Is My Child’s Anger Normal? Intermittent Explosive Disorder
Are you wondering if your child’s emotional tantrums and anger is normal? You aren’t alone. Most young children have occasional temper tantrums. It is normal for a child to become angry when frustrated or when not wanting to do what they are told. This is especially true for younger children who are still trying to develop their abilities to recognize how they feel or how to vocalize what they feel or want. Their only way to communicate is through their actions.
If your child is having frequent outbursts and can’t control their anger most of the time, it may be time to be concerned. Some signs to look for are the frequency of the outbursts, the age of the child (over 7 or 8), are the actions of your child becoming dangerous to him/herself or others, is the behavior interfering with school, is the child having difficulty getting along with his/her peers, are the outbursts causing conflict within the family, is there escalating defiance at home or school?
Emotional acting out is usually a symptom of another problem. It is important to understand what is behind the acting out. Children with ADHD have difficulty controlling their behavior. Children with anxiety have a difficult time coping with stressful situations. Anger may help them avoid the situation that is causing the distress. Trauma, abuse, neglect, undiagnosed learning disorders, or other stresses may cause uncontrolled anger. Dr.
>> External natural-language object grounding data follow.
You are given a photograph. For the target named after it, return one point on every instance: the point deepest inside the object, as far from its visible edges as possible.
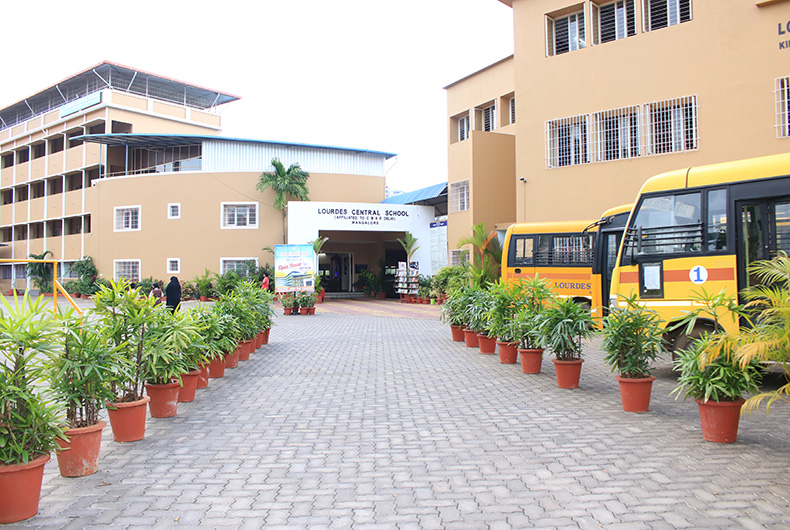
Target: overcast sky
(366, 74)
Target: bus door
(764, 229)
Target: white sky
(366, 74)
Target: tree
(286, 184)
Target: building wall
(728, 56)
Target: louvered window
(613, 21)
(664, 13)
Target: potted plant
(30, 424)
(633, 337)
(80, 376)
(711, 375)
(563, 325)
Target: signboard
(294, 268)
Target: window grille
(616, 134)
(664, 13)
(127, 218)
(567, 141)
(782, 96)
(672, 125)
(240, 215)
(128, 269)
(458, 196)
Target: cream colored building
(612, 92)
(128, 167)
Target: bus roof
(549, 227)
(722, 173)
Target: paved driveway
(375, 422)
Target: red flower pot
(531, 360)
(127, 419)
(470, 338)
(487, 344)
(203, 377)
(80, 455)
(568, 372)
(186, 392)
(719, 419)
(635, 393)
(164, 399)
(20, 489)
(508, 352)
(216, 368)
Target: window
(613, 21)
(782, 96)
(565, 34)
(240, 215)
(566, 141)
(128, 269)
(672, 125)
(242, 266)
(174, 210)
(616, 134)
(127, 218)
(664, 13)
(173, 265)
(463, 128)
(458, 196)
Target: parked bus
(577, 257)
(699, 228)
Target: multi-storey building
(127, 167)
(612, 92)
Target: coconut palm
(286, 184)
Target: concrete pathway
(378, 422)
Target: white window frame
(223, 217)
(170, 270)
(121, 228)
(170, 210)
(782, 99)
(117, 262)
(223, 260)
(458, 196)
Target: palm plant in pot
(632, 339)
(80, 375)
(563, 325)
(30, 424)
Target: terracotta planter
(568, 372)
(508, 352)
(232, 359)
(216, 368)
(164, 399)
(470, 338)
(186, 392)
(80, 455)
(635, 393)
(487, 344)
(719, 419)
(128, 419)
(203, 377)
(531, 360)
(20, 489)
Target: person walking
(173, 294)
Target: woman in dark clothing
(173, 294)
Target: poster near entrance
(294, 268)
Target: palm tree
(286, 184)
Nancy Rappaport, a Harvard Medical School professor who specializes in mental health care in a school setting says, most at risk are kids with ADHD who’ve also experienced trauma.
Intermittent explosive disorder (IED) is defined as short episodes of intense, uncontrollable anger or aggression with very little or no apparent cause. What seems like small, inconsequential issues to others, are seemingly blown out of proportion by the child exhibiting the IED. They may become argumentative and/or physically aggressive. They are overcome with anger and are not able to control their behavior. Often, after their rage is spent, they feel a sense of relief, but will also feel ashamed of their behavior.
When dealing with a child who is having an IED episode, it is important for you to stay calm and in control. Praise your child for appropriate behavior. Help your child practice appropriate choices when they are not upset. Develop a system of time outs and positive rewards. Look for triggers and work out plans to avoid them. There is not a specific medication for IED, but medications, including antidepressants and anti-anxiety medications can sometimes help, along with cognitive behavioral therapy.
If your child is having frequent angry outbursts that are causing conflict within your family it is important to get professional help for your child and your family.